Last of all, They need to believe in something greater than themselves. Something that will be there for them when all else and everyone fails. Something that will lead them through their personal secrets and darkness. They must believe in the power of the spirit and all that it entails for them.

In summary, the change must come from within and someone needs to plant the seed(s) or cultivate the seed(s) that are already there.

A Case Study of How Life Skills Training Can Change Criminal Behavior

This blog is designed to generate both public and academic classroom discussion on the subject of how to change criminal behavior. This public discussion will inform and document some important insights, opinions and research for my doctoral work at Nova Southeastern University.

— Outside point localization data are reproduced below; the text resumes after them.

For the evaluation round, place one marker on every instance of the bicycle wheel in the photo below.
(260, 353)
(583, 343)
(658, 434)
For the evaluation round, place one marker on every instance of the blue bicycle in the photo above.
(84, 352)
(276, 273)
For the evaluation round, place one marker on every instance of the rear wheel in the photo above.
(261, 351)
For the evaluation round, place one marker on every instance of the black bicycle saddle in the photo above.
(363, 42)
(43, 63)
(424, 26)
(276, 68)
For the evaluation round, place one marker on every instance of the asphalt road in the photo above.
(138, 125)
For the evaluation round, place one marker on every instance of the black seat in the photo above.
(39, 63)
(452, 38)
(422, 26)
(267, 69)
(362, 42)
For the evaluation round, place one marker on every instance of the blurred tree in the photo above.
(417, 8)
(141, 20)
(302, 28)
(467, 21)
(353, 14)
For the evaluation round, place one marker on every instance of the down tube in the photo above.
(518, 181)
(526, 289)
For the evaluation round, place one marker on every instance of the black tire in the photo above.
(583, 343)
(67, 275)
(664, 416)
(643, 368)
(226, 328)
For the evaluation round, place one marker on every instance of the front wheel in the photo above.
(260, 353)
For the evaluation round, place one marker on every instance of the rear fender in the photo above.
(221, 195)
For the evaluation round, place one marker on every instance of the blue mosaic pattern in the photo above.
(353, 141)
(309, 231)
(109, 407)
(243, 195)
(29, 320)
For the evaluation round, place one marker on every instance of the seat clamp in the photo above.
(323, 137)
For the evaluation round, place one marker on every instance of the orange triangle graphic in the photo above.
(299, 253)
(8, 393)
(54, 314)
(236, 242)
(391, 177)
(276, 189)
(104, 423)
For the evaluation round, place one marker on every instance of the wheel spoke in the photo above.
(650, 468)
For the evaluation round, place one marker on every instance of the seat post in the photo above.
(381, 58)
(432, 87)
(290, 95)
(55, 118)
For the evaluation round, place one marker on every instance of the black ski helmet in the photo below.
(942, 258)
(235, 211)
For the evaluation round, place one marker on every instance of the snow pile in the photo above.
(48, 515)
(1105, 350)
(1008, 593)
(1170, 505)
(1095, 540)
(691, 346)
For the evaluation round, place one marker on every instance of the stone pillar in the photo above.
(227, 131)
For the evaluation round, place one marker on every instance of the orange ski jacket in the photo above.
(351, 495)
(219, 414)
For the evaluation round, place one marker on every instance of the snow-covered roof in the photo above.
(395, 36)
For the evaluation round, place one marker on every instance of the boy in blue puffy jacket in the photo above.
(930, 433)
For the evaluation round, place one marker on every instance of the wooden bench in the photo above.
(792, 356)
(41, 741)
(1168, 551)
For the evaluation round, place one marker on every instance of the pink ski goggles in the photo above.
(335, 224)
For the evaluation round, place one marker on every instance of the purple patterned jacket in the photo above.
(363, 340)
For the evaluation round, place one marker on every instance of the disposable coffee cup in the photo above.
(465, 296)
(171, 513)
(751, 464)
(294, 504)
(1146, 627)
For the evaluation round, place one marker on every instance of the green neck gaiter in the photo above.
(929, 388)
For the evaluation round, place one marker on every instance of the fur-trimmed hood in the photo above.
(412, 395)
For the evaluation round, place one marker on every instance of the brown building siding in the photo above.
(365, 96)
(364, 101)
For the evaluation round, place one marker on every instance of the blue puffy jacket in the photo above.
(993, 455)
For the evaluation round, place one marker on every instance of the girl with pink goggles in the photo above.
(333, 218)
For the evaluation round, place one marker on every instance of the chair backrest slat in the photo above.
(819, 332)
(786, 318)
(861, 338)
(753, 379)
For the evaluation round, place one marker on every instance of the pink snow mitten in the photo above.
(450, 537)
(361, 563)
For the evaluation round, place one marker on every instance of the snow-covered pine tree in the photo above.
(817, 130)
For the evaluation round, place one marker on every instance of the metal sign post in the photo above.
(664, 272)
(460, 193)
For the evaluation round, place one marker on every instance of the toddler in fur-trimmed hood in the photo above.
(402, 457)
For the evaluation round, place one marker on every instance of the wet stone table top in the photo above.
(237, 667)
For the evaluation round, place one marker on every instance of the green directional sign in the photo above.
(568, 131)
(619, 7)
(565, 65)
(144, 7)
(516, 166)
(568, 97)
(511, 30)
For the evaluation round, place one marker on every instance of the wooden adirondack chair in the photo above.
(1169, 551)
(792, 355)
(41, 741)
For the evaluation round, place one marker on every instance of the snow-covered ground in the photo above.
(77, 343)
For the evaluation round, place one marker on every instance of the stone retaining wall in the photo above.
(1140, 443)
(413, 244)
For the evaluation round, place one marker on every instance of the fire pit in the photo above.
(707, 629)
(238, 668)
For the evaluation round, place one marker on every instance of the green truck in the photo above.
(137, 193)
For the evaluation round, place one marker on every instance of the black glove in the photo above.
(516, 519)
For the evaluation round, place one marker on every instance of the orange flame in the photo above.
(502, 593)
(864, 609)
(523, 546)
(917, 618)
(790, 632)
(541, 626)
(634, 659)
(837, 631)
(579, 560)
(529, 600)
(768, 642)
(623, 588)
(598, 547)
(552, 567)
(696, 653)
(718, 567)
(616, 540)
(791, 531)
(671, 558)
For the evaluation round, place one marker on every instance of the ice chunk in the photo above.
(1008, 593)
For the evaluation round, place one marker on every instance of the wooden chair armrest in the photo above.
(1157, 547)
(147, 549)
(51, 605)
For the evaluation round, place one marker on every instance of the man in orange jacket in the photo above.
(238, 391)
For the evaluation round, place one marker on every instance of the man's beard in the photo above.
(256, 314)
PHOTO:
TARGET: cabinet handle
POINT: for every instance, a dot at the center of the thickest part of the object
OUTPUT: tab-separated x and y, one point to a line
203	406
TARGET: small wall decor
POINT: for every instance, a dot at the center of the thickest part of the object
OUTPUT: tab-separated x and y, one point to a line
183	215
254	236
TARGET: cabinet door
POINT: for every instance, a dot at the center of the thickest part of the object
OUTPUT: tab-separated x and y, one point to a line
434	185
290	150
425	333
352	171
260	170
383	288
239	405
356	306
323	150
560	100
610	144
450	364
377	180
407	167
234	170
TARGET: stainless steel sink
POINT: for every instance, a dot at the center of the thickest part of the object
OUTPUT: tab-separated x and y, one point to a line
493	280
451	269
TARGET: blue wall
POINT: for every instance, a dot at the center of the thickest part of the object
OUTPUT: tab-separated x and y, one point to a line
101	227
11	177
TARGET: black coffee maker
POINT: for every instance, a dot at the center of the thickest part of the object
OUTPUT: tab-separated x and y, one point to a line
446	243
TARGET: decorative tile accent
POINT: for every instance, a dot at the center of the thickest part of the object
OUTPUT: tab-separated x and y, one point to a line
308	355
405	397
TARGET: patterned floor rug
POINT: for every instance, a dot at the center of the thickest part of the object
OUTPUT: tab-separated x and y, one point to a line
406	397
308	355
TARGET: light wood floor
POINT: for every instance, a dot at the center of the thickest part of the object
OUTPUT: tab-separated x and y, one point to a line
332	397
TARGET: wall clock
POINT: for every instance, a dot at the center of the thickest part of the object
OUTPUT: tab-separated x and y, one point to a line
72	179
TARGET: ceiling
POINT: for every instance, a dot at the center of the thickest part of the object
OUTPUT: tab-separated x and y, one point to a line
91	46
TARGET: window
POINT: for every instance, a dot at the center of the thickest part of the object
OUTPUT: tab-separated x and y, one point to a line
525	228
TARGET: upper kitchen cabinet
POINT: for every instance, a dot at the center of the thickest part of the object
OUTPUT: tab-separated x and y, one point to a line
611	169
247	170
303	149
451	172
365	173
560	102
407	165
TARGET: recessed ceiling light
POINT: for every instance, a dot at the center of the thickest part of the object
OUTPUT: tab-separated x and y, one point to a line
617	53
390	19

The focus of my doctoral work is A Case Study of How Life Skills Training Can Change Criminal Behavior based on the teaching opportunity and volunteer work that I do with prisoners in custody at a local minimum security prison in Washington state. One of the research questions that will be addressed through the dissertation work will be:

How has education and training changed the criminal behavior for inmates at the minimum security unit of the local prison in Washington State?

However, for the purpose of this blog, I would like to explore the more general questions:

How to change criminal behavior? Is it possible to change criminal behavior?

Please post your statement of thoughts, ideas, opinions, feelings, research articles, etc. that you believe would be able to add to this public discussion. Thank you. Have a wonderful day.